= Nishkulanand Swami =

Nishkulanand Swami (1766–1848) was a paramhansa and swami of the Swaminarayan Sampradaya.

== Biography ==
Nishkulanand Swami was born on 16 January 1766 to a Suthar family residing in a small village called Shekhpat, near Jamnagar, in present-day Gujarat, India. His parents were Rambhai and Amritbai, and he was named Lalji at birth. He grew up to be an expert at carpentry.

He became a follower of Swaminarayan after the passing of his Guru-preceptor Ramanand Swami.

It is said that when Swaminarayan wished to leave this world, he informed Nishkulanand Swami three days in advance and asked to prepare a palanquin for his bier. Nishkulanand Swami prepared it during night only. When he left the human body, all the other saints asked him to prepare a palanquin. He said, "It is ready" and brought it. Everyone asked him, "When he was alive, how did you prepare it?" He replied, "I am a heavy-hearted obedient servant. Any damn or any hard order may be, I must obey it."

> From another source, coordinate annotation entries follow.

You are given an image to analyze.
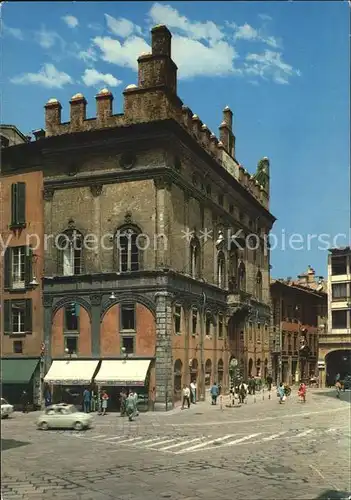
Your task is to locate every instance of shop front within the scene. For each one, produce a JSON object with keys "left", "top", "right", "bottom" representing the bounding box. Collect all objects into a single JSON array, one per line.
[
  {"left": 94, "top": 358, "right": 152, "bottom": 411},
  {"left": 44, "top": 359, "right": 100, "bottom": 408},
  {"left": 1, "top": 358, "right": 41, "bottom": 409}
]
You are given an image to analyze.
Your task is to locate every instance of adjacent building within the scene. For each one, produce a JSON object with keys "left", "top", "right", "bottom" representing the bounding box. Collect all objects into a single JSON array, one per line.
[
  {"left": 0, "top": 125, "right": 44, "bottom": 406},
  {"left": 271, "top": 266, "right": 327, "bottom": 384},
  {"left": 3, "top": 26, "right": 275, "bottom": 409},
  {"left": 319, "top": 247, "right": 351, "bottom": 386}
]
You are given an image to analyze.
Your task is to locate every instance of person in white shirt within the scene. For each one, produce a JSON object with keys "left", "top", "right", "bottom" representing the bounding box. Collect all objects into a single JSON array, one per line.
[
  {"left": 182, "top": 384, "right": 190, "bottom": 410},
  {"left": 190, "top": 380, "right": 196, "bottom": 405}
]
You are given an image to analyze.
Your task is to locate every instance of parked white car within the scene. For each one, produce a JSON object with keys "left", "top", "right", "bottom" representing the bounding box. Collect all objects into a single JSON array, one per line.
[
  {"left": 37, "top": 404, "right": 93, "bottom": 431},
  {"left": 1, "top": 398, "right": 13, "bottom": 418}
]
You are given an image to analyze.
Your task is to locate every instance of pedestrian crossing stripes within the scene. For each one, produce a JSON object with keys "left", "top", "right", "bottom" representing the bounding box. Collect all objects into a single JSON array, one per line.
[{"left": 62, "top": 427, "right": 349, "bottom": 455}]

He was a strong renunciant. In Swaminarayan Hinduism, Nishkulanand Swami is regarded as an ideal example of vairagya, or non-attachment to worldly objects. His name implies this "Nishkul" meaning one who is devoid of family (maya). His poetic creations displayed this intense sense of detachment. He died in VS 1904 at the age of 82 while residing in Dholera.

== Works ==

Nishkulanand Swami composed a scripture named Bhaktachintamani, which describes the life of Swaminarayan along with his sermons and his activities. He has also composed twenty two other scriptures on various subjects (Purshottam Prakash, Yamdanda, Dhirajakhyan, Chosathpadi, among others) which are compiled as Nishkulanand Kavya. He continued writing scriptures until his death. He was also a poet and composed many kirtans, or devotional songs, and poems.

The swing with the twelve doors in the Vadtal Temple and the carved wooden doors in the inner temple of the Dholera Temple are a few of his works of art. In Gadhpur he used to display his artistic skills during Diwali celebrations by presenting decorative plants and trees adorned with kindling lights and lighted canopy to cover the seat of Swaminarayan.